Abstract
Two conceptual paradigms have been used in the past to interpret the observed strength and structure of eddy heat fluxes in the atmosphere. One is the idea of “adjustment,” whereby the eddies respond efficiently to changes in forcing to maintain the mean isentropic slope. The other is a “diffusive” paradigm, which assumes that eddy fluxes can be parameterized in terms of the mean flow.

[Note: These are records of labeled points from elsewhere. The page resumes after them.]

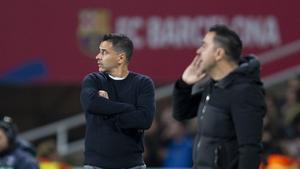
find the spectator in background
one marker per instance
(48, 156)
(13, 153)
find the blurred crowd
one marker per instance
(168, 143)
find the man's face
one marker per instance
(108, 58)
(207, 53)
(3, 140)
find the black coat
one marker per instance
(230, 118)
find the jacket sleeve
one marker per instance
(141, 116)
(93, 103)
(185, 105)
(248, 109)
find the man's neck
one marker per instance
(120, 72)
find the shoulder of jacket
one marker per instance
(96, 75)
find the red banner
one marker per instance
(56, 41)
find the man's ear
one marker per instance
(220, 52)
(122, 58)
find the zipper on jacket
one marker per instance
(205, 106)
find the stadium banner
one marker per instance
(55, 42)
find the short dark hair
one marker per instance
(229, 41)
(121, 43)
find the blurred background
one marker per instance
(47, 47)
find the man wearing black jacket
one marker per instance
(229, 104)
(119, 106)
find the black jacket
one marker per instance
(114, 126)
(230, 118)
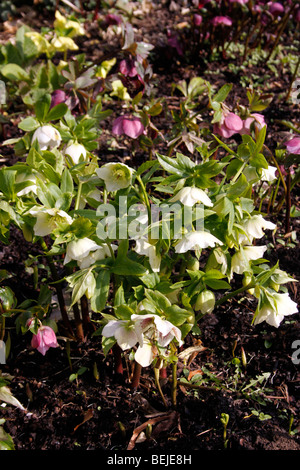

The relative merits of these two approaches are examined here with the aid of a two-level primitive equations model on a sphere. In most experiments the model is forced by a completely specified heating field. This eliminates the negative feedback between temperature and forcing that is present in the atmosphere and in idealized formulations such as Newtonian cooling. Thus, any intrinsic relationship that may exist between temperature gradients and the dynamical fluxes can emerge freely. As the specified forcing strength is varied, the net dynamical fluxes vary proportionately in order to maintain an equilibrium climate. There are no constraints, however, on the equilibrium level selected by the mean temperature gradients, beyond those imposed by their dynamical relationship to the fluxes.
Our experiments show that, while the dynamical fluxes adjust to the forcing quickly and efficiently to balance the heat budget, the mean temperature gradients can continue to slowly evolve. The mean meridional and vertical temperature gradients can combine in different ways to support the same eddy fluxes. For fixed forcing, the temperature gradients eventually settle to a single climate state (i.e., independent of initial conditions), but the evolution is very slow.
The model exhibits elements of both baroclinic adjustment and diffusive behavior. Adjustment operates in the sense that isentropic slopes are relatively independent of the forcing and depend only weakly on the fluxes. Diffusion works in the sense that apparently unique flux-temperature gradient relationships eventually assert themselves, however slowly. Eddy heat flux sensitivity to mean temperature gradients is in broad agreement with recent parameterization theory, given the constraints inherent in the two-level model and the structure of the forcing used in the experiments.